The court dismissed these claims, noting that a larger sticker on the helmet warned that severe head and brain injuries could occur despite wearing the helmet. Furthermore, the owner's information tag attached to the chinstrap of the helmet warned that the helmet provided no protection from neck, spinal, or certain types of brain injuries including those that may be caused by rotational forces. The court held that the warning sticker and the owner's information tag were not misleading and that the warnings were adequate in the circumstances.

Impact on Future Cases

While the More decision, which was unanimously upheld by the British Columbia Court of Appeal,11 certainly does not open the floodgates for sports-related manufacturer's negligence litigation, it does make clear that manufacturers can and will be liable where there is sufficient evidence to substantiate a claim of negligent design or manufacture. Given that the decision is extremely recent, there has not been much opportunity to see how Canadian courts will treat it in subsequent cases.

However, a look to the United States confirms that the door is not closed to sports-related product liability cases. A case filed as recently as December 2011 in Florida alleges that the manufacturer of a football helmet is liable for injuries sustained by a 14-year-old student in a junior football game. The student, Dylan Cannon, was injured when a player for the opposing team hit him at full speed. Cannon’s brain apparently shifted and hit the side of his skull, causing bleeding and requiring doctors to remove a portion of his skull to relieve pressure and drain the blood.

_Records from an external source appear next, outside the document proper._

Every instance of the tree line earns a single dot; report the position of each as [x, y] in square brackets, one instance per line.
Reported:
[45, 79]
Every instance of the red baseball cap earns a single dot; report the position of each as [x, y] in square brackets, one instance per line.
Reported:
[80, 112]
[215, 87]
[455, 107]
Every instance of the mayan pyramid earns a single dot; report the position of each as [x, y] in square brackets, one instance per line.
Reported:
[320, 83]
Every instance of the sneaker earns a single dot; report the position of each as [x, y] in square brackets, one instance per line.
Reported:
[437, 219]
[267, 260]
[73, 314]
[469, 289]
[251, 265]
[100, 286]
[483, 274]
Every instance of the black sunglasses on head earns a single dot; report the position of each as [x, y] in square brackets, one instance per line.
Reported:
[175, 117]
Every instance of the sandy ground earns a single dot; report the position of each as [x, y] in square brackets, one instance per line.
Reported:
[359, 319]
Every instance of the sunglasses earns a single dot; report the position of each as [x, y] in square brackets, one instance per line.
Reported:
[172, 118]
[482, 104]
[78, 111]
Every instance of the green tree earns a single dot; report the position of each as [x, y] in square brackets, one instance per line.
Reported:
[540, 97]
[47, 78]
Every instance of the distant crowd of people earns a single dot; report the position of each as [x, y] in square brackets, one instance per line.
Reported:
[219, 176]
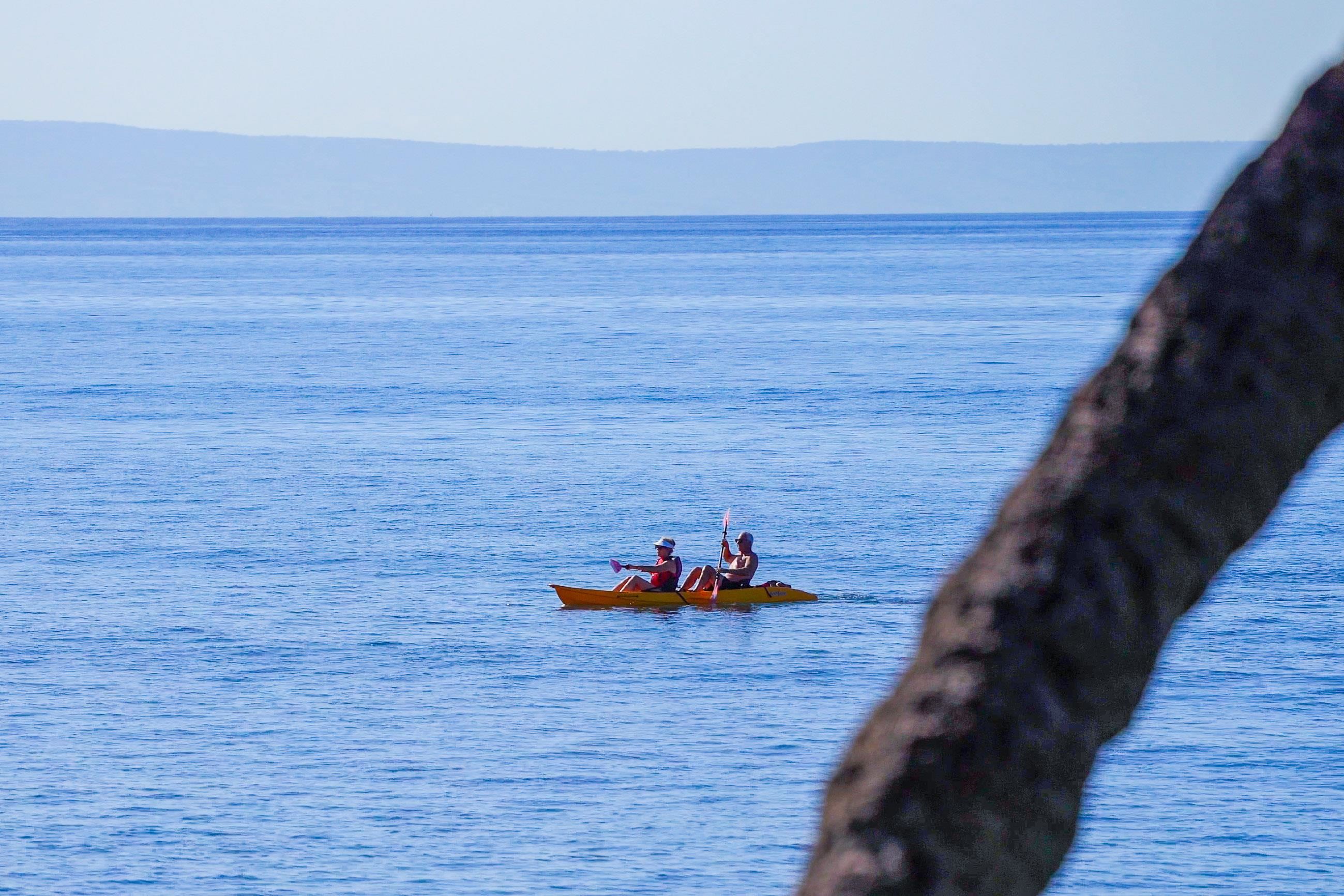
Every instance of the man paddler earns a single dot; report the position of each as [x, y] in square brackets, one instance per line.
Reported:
[737, 574]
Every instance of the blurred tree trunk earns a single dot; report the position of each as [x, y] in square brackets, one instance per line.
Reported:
[968, 778]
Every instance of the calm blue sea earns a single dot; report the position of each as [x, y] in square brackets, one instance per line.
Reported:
[281, 500]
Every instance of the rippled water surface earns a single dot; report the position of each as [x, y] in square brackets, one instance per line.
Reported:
[281, 502]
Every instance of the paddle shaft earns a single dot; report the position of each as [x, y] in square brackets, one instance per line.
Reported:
[718, 570]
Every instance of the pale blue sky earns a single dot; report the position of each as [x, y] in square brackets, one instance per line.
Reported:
[652, 74]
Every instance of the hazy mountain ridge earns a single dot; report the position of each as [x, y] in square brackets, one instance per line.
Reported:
[96, 170]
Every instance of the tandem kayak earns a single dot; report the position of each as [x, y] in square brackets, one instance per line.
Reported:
[597, 598]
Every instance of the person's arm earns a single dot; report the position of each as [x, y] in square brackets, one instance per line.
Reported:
[666, 566]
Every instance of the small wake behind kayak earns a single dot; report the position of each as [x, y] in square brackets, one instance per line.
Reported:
[597, 598]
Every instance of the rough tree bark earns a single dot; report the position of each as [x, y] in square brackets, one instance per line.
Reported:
[1035, 652]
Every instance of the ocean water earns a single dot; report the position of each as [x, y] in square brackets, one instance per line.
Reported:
[281, 502]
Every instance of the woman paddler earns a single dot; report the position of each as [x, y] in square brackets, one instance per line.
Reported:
[663, 575]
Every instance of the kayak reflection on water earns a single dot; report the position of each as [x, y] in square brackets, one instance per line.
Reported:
[663, 575]
[735, 575]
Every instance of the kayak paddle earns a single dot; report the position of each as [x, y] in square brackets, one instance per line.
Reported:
[714, 596]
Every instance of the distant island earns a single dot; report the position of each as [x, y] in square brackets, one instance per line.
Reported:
[74, 170]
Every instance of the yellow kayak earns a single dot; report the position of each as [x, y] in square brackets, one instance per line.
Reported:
[597, 598]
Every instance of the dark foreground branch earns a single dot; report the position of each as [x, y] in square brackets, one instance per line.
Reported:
[968, 778]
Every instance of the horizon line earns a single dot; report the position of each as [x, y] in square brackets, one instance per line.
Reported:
[441, 143]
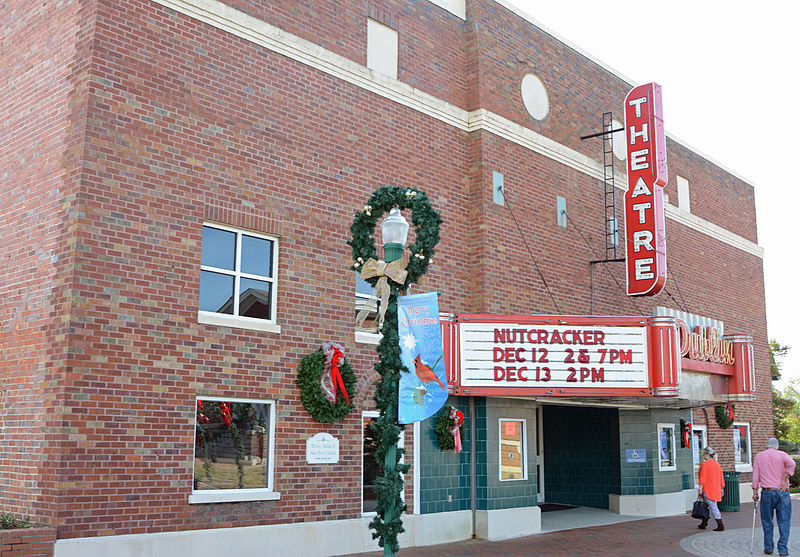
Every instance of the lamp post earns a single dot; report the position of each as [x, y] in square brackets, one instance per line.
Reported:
[394, 233]
[388, 277]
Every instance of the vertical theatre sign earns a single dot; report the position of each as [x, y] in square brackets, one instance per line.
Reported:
[646, 246]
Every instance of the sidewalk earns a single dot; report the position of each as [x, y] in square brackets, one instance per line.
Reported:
[675, 536]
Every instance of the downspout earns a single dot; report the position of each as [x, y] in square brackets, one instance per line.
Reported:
[473, 489]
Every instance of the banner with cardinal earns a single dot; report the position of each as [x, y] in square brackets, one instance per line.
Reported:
[423, 391]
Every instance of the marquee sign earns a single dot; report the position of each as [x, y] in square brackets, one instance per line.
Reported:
[511, 355]
[561, 356]
[646, 246]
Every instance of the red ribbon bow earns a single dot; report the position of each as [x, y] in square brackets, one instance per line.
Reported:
[336, 375]
[456, 419]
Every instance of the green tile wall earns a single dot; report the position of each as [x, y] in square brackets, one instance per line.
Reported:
[638, 430]
[581, 455]
[444, 473]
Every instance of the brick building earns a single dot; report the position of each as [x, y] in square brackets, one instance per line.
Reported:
[142, 140]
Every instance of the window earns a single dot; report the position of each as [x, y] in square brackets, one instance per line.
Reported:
[683, 194]
[666, 447]
[742, 455]
[513, 450]
[237, 279]
[698, 444]
[371, 468]
[382, 48]
[233, 450]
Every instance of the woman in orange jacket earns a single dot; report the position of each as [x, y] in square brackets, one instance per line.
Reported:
[711, 484]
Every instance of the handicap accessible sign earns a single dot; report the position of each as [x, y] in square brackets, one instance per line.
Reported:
[635, 455]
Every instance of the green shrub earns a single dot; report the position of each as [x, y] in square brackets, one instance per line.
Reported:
[8, 522]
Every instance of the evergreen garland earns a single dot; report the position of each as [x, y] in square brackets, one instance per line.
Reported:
[442, 430]
[426, 221]
[721, 413]
[311, 393]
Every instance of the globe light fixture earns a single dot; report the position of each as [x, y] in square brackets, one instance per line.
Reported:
[394, 233]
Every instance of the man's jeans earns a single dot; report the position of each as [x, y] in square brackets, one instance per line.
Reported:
[779, 503]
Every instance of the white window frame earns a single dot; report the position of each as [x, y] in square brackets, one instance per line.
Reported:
[744, 466]
[684, 201]
[239, 321]
[362, 300]
[382, 48]
[400, 444]
[674, 455]
[704, 443]
[523, 449]
[200, 496]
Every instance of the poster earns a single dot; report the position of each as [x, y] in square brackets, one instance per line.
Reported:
[423, 390]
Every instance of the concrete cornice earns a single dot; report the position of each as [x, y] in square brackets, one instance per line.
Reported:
[223, 17]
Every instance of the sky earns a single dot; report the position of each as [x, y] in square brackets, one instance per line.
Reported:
[729, 77]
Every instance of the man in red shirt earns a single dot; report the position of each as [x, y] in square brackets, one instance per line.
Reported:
[771, 471]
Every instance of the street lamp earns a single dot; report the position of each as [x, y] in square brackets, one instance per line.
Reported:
[394, 232]
[389, 277]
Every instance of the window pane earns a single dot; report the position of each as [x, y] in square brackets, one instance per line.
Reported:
[372, 468]
[254, 298]
[511, 463]
[362, 286]
[227, 435]
[216, 292]
[666, 450]
[219, 248]
[256, 256]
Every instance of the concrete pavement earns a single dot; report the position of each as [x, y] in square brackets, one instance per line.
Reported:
[675, 536]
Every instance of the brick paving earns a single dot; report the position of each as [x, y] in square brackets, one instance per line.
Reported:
[675, 536]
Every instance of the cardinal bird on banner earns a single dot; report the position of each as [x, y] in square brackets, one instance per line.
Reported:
[423, 390]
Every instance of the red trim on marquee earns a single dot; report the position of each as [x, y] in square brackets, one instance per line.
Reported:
[664, 363]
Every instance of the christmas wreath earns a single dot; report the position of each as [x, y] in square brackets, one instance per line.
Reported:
[426, 223]
[388, 278]
[724, 415]
[447, 423]
[322, 377]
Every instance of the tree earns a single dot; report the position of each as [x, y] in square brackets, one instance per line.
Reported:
[783, 409]
[776, 353]
[786, 404]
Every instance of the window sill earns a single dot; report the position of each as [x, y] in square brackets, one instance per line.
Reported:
[223, 320]
[368, 338]
[232, 496]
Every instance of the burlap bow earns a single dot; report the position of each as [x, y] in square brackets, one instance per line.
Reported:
[396, 270]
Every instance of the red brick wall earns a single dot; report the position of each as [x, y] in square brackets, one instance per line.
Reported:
[42, 68]
[27, 542]
[181, 123]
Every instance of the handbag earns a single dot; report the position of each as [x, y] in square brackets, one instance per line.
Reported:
[700, 509]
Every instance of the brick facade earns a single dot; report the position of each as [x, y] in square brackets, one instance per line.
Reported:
[132, 124]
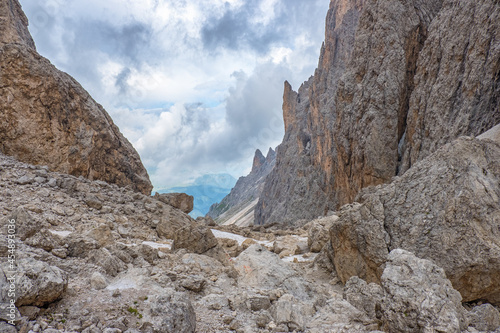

Cannon's mother, Katina Giardina, filed the suit on behalf of her son, alleging that the interior lining of her son's helmet would not inflate as designed and did not provide enough support to Cannon's head to prevent injury. These claims are clearly negligent design and negligent manufacturing claims.

It will be some time before the Cannon case gets to trial. However, it is clear that the risk of sports-related injuries is high in full contact sports, even with the use of safety equipment. Given the costs associated with caring for those with catastrophic injuries, such as traumatic brain injuries, it is to be expected that injured persons will continue to seek compensation from any source possible, including the manufacturers of safety equipment used in sports.


1 R.S. 1985, c. H-3.
2 Ibid at 193.
3 2000 BCCA 605 at 42-47.
4 Supra note 2 at 196.
5 Ibid at 198.
6 Ibid at 202.
7 Dallaire v. Paul-Emile Martel Inc., [1989] 2 S.C.R. 419 (S.C.C.), cited in More at 202.
8 Supra note 2 at 230.
9 Ibid at 225.
10 Ibid at 229.
11 2011 BCCA 419..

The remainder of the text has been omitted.